A major complication of pancreatic adenocarcinoma (PDAC) is cancer cachexia (CC) which is a complex syndrome characterized by skeletal muscle mass loss (with or without loss of fat mass) and progressive functional impairment not reversible by conventional nutritional support. It is estimated to occur in over 75% of patients with advanced PDAC, the highest incidence of all solid tumors, and contributes significantly to poor outcomes and mortality. Though there is overlap amongst the pathophysiologic studies evaluating CC in murine models of different tumor types, the high prevalence of CC within gastrointestinal (GI) malignancies and specifically PDAC suggest that dedicated studies evaluating polymorphisms in candidate genes specific to PDAC warrant further evaluation. The collection and analysis of specimens under this study will facilitate the identification and characterization of genomic polymorphisms associated with CC in PDAC patients. Subsequently, this data may help contribute towards diagnostic and therapeutic treatments that may improve patient outcomes.
This pilot study consists of a cohort of 100 locally advanced unresectable or metastatic PDAC subjects with a prospective analysis of biomarkers that may be associated with CC, a major negative prognostic factor in outcomes. The study protocol-directed assessments consist of four experimental measures (gene single nucleotide polymorphisms and available clinical information including weights, imaging review of sarcopenia, and select labs) used to determine factors that potentially contribute to CC in subjects with PDAC. Main confounding factors to be evaluated include stage of disease, receipt of anti-cancer therapies, and sites of metastatic disease. Specimens collected from PDAC patients treated at Atrium Health Wake Forest Baptist Comprehensive Cancer Center may include blood or buccal swabs. Specimens may be collected during any standard of care clinic visit after screening and confirmation of eligibility. Collected and processed specimens will be stored for analysis at Atrium Health and analyzed in the Nutrition Research Institute (NRI). All specimen results will remain deidentified. Personal health information will be collected on study participants and linked to results of genomic analysis but will be deidentified prior to any data analysis and presentation at scientific conferences, sharing with non-Atrium Health investigators and for publications.
Study Type
OBSERVATIONAL
Enrollment
100
Levine Cancer Institute
Charlotte, North Carolina, United States
RECRUITINGAtrium Health Wake Forest Baptist Comprehensive Cancer Center
Winston-Salem, North Carolina, United States
RECRUITINGCancer cachexia (CC)
A binary variable will be determined for each subject indicating if they have developed CC within 3 months after diagnosis as defined as weight loss of at least 5%.
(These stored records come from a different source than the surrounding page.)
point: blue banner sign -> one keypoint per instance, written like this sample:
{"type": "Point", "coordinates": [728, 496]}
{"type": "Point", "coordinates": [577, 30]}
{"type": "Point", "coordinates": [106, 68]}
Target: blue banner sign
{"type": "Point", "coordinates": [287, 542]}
Time frame: approx. 3 months
Cancer cachexia (CC)
A binary variable will be determined for each subject indicating if they have developed CC within 3 months after diagnosis as defined as weight loss of at least 10%.
Time frame: approx. 3 months
Sarcopenia
A binary variable will be determined for each subject indicating if they have developed sarcopenia at any point in time of or after diagnosis. Measurements of sarcopenia will be obtained via body composition analysis of available, routine CT and/or MRI imaging.
Time frame: approx. 3 years
Overall Survival (OS)
Overall survival is defined as the duration of time from the date of diagnosis to the date of death from any cause.
Time frame: approx. 3 years
One-year survival
One-year survival will be determined as a binary variable for each subject indicating if the subject is alive one year after the date of diagnosis.
Time frame: approx. 1 year
Progression free survival (PFS)
Progression free survival is defined as the duration from date of diagnosis to first occurrence of either progressive disease or death.